The institutional RP database was queried. A total of 9381 patients with complete follow-up underwent RP from 1982 to 2008. Of these 9381 patients, 1061 had pathologic Gleason sum 8-10 cancer. The patient and prostate cancer characteristics were evaluated. Survival analyses were performed using the Kaplan-Meier method. Univariate and multivariate proportional hazard regression models were created to evaluate the pertinent predictors of CSS (death from, or attributed to, prostate cancer).
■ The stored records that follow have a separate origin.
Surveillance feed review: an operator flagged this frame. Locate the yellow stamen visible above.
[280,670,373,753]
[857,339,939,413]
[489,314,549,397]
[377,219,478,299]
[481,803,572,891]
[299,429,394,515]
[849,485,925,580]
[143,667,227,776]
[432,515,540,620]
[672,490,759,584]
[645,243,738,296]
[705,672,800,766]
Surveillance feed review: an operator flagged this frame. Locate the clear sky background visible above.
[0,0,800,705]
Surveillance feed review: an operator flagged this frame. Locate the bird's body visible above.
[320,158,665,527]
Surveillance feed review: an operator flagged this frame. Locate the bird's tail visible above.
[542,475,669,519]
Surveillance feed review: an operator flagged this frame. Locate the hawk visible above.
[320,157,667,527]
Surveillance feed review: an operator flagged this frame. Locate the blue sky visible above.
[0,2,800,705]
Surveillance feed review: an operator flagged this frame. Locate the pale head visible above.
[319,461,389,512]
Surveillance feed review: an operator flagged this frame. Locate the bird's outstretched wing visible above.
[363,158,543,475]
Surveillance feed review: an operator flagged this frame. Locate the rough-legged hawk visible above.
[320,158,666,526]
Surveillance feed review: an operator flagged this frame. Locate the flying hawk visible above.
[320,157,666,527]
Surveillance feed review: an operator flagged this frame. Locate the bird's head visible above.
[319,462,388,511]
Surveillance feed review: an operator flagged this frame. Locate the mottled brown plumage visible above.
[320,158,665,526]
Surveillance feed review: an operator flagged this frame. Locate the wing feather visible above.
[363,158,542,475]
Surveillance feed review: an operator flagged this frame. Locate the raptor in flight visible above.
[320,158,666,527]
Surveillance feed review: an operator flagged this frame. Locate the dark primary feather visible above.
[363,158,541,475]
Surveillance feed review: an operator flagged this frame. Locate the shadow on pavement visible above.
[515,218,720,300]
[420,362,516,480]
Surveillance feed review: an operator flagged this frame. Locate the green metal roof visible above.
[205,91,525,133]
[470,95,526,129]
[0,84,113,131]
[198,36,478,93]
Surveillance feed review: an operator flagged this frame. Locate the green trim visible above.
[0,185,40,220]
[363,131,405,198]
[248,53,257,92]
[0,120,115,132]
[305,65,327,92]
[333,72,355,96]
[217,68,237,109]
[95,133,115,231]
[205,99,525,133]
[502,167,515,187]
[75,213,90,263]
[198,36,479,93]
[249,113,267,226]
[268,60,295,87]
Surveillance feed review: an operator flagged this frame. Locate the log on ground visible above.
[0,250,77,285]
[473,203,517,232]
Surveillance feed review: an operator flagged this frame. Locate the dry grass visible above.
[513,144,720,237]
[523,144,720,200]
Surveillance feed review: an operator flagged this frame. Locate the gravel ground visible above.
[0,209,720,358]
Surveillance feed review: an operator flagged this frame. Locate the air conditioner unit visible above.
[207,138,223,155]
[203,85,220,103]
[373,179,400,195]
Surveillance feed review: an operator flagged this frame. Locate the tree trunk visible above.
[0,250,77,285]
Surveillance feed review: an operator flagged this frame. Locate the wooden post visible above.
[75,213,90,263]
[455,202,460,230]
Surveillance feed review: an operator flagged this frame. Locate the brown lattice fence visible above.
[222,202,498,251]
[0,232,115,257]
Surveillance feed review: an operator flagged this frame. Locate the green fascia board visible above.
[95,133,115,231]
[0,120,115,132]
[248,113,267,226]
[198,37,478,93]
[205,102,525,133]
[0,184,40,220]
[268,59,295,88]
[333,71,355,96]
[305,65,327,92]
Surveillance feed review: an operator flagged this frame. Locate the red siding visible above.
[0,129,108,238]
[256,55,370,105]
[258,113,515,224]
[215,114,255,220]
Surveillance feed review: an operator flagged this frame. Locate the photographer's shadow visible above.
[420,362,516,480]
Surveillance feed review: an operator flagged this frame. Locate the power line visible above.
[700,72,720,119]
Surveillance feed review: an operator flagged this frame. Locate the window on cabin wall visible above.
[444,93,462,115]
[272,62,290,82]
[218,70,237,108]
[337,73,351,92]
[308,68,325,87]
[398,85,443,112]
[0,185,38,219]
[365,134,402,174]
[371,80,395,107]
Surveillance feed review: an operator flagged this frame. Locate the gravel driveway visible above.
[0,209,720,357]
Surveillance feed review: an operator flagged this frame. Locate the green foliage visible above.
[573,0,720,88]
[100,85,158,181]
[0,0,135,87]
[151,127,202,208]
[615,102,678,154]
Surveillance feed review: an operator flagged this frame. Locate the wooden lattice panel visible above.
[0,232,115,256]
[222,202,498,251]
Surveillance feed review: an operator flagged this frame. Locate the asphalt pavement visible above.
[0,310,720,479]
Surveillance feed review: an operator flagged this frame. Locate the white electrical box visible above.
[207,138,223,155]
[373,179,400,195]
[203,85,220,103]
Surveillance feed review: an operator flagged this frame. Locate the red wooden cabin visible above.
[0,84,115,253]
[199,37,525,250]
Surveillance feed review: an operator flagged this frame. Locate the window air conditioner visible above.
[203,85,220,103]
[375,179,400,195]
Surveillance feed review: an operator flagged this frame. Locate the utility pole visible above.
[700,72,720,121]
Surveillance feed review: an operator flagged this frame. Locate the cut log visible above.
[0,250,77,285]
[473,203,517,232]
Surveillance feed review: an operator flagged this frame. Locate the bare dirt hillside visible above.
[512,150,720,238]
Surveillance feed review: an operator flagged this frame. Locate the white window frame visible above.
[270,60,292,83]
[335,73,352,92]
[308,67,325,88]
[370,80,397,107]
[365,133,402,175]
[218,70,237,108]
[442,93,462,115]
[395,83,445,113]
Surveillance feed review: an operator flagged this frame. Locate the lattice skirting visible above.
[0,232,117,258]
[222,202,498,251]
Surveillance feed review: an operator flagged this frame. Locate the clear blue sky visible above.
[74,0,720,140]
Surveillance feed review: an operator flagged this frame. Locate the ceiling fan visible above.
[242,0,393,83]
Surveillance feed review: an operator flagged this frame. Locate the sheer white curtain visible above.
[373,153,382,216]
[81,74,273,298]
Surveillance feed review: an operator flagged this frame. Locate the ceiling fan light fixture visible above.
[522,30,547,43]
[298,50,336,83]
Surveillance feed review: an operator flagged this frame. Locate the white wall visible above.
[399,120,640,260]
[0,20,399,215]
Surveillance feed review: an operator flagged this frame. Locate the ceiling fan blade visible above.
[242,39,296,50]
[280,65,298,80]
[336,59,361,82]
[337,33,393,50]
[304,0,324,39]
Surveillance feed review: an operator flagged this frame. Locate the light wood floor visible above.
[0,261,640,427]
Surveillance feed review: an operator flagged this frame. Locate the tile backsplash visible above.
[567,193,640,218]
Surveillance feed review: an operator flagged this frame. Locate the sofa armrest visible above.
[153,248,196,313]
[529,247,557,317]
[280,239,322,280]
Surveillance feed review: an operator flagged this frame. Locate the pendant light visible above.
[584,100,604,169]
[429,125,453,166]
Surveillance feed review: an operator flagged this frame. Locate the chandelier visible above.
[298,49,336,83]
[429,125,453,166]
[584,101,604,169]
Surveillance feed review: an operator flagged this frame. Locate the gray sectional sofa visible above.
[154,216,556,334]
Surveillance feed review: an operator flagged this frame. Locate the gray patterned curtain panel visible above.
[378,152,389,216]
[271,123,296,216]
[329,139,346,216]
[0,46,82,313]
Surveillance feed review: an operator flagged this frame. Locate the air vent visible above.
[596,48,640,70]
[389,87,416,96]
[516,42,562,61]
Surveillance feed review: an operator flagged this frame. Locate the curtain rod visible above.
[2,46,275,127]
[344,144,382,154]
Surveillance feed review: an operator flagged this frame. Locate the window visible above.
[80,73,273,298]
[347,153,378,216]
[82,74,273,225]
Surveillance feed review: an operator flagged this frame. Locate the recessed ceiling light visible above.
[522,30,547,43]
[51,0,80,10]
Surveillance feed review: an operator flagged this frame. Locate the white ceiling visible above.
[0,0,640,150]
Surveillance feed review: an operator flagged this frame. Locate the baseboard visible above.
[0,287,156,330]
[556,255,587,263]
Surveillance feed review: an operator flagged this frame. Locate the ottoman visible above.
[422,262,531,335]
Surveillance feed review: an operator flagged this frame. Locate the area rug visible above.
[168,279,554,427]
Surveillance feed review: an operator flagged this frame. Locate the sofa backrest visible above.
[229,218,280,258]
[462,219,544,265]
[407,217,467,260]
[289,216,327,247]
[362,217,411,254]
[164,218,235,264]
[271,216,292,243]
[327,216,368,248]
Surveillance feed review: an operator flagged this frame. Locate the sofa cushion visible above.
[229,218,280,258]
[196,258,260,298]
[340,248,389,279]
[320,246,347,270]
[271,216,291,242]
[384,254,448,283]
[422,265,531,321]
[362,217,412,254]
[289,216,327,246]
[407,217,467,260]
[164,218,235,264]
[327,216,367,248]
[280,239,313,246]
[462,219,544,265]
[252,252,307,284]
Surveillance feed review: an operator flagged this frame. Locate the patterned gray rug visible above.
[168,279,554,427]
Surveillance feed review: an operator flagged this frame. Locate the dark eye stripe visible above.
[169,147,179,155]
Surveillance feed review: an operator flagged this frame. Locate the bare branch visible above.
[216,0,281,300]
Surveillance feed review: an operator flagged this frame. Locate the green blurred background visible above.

The median preoperative prostate-specific antigen level was 7.6 ng/mL; 435 men had clinical Stage T1 tumor, 568 had Stage T2, and 36 had Stage T3. The biopsy Gleason sum was <7, 7, and >7 in 244 (22.3 % ), 406 (37.2 % ), and 425 (38.9 % ) patients, respectively. The median follow-up was 5 years (range 1-23). The actuarial 15-year recurrence-free survival, CSS, and overall survival rate was 20.7 % , 57.4 % , and 45.4 % , respectively. On multivariate analysis, the predictors of poor CSS were pathologic Gleason sum 9-10 and seminal vesicle and lymph node involvement. Patients with pathologic Gleason sum 8 and organ-confined disease had a CSS rate of 89.9 % at 15 years.
The results of our study have shown that 80 % of the men with Gleason sum 8-10 who undergo RP will have experienced biochemical recurrence by 15 years. However, the CSS rate approached 90 % for men with pathologic organ-confined disease. Higher pathologic Gleason sum 9-10 and seminal vesicle and lymph node involvement were independent predictors of worse CSS.